Nel novembre del 1999 Giuseppe Cederna parte, con alcuni amici, per il
Nord-Ovest dell’India (le Hills Himalayane), meta di un pellegrinaggio hindu,
ancora vivissimo, verso le sorgenti del fiume sacro per eccellenza, il Gange.
Guidato, come in ogni grande viaggio di iniziazione, da una serie di coincidenze
(un generoso interferire di letture, mappe, personaggi letterari e persone in
carne e ossa, memorie e sogni), percorre in auto e a piedi la via delle Sorgenti
e delle Confluenze. E, al ritorno a Delhi, ha un appuntamento con l’amica
Paola: non l’ha seguito ma, alla fine di un suo viaggio parallelo in Kosovo,
sarà là ad aspettarlo.

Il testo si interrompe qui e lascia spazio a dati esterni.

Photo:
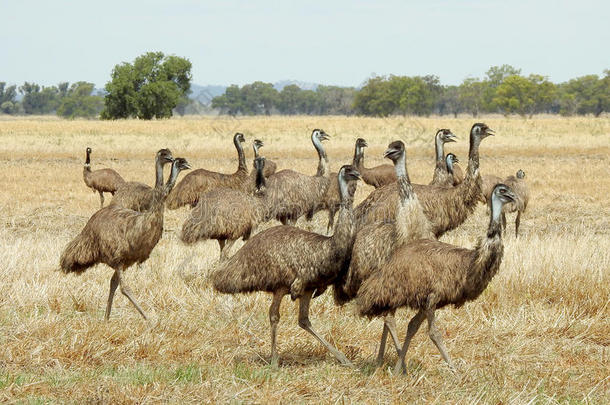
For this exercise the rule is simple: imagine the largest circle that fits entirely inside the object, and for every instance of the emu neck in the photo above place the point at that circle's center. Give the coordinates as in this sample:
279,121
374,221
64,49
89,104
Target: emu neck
158,172
440,148
344,230
405,190
323,160
473,155
240,156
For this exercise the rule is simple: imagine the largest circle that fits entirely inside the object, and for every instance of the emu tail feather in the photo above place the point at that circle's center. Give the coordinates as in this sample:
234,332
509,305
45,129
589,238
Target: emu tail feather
79,255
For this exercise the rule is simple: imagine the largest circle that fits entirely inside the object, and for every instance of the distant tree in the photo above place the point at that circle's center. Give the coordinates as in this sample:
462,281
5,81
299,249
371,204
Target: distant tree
229,103
334,100
471,93
258,98
586,95
8,97
149,88
495,77
39,100
376,97
79,101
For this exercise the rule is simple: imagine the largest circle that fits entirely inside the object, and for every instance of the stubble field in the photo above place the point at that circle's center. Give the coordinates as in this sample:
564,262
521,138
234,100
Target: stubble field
539,333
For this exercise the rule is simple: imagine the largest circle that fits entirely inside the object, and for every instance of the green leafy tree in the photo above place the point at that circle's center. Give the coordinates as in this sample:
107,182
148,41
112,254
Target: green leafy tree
586,95
149,88
80,102
495,77
39,100
259,98
471,95
8,95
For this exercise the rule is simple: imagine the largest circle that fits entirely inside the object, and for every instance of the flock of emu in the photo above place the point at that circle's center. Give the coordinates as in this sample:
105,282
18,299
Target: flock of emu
384,253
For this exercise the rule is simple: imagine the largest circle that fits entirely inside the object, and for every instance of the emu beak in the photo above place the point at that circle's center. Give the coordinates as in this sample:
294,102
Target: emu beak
388,152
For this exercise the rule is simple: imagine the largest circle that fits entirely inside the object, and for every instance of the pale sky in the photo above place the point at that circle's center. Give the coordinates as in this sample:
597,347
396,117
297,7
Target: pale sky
329,42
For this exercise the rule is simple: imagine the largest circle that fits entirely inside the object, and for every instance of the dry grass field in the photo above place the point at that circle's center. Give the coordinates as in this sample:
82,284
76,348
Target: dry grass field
540,333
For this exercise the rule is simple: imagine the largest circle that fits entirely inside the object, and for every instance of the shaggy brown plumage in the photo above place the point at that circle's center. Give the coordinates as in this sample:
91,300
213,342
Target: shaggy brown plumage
188,190
375,243
445,207
518,185
292,194
377,176
284,257
119,237
442,177
226,215
426,275
101,180
138,196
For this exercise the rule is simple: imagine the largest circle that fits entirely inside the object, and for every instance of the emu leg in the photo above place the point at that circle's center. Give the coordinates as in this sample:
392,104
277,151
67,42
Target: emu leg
331,220
436,337
224,253
389,325
274,319
126,291
412,329
221,244
306,324
114,283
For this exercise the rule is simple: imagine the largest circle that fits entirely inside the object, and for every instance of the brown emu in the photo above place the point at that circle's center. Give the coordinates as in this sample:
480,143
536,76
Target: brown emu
518,185
445,207
441,174
272,260
199,181
270,165
454,171
119,237
226,215
375,176
138,196
101,180
375,243
293,194
426,275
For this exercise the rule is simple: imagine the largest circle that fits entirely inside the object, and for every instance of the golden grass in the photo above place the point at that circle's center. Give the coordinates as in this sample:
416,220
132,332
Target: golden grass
540,332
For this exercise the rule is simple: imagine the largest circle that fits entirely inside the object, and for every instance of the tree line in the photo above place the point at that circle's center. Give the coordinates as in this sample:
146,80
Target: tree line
157,86
502,90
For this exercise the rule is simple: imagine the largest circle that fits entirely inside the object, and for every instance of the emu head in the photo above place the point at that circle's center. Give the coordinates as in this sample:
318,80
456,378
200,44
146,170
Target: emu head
165,156
319,134
451,160
503,194
181,164
480,131
395,150
238,137
446,135
349,173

Questi i patti, questa l’attesa. Questa la premessa
di un dolore.
Il grande viaggio è una storia, un racconto in cui si fondono lo stupore del
cammino dentro una natura che ancora si manifesta come ignota e miracolosa (le
cime, gli dei che le abitano, le acque purificatrici dei fiumi, il trotto di un
leopardo), gli incontri straordinari (con nomadi ed eremiti ma anche con i
movimenti che si battono contro le grandi dighe e per la conservazione degli
equilibri naturali), la riconquista – proprio attraverso il filtro della
distanza – di una dolcissima vicinanza al sé più profondo e alle immagini
dell’infanzia (i monti della Valtellina, la casa di famiglia, la figura del
padre che torna per un simbolico passaggio di testimone).
Un libro emozionante, visivo, spirituale. Un libro speciale come il
"pellegrino" che lo ha scritto: negli interstizi del racconto appaiono
immagini, segni grafici, stilizzati profili di catene montuose, foto di
famiglia, biglietti ferroviari, santini, fogli vergati da mani amiche.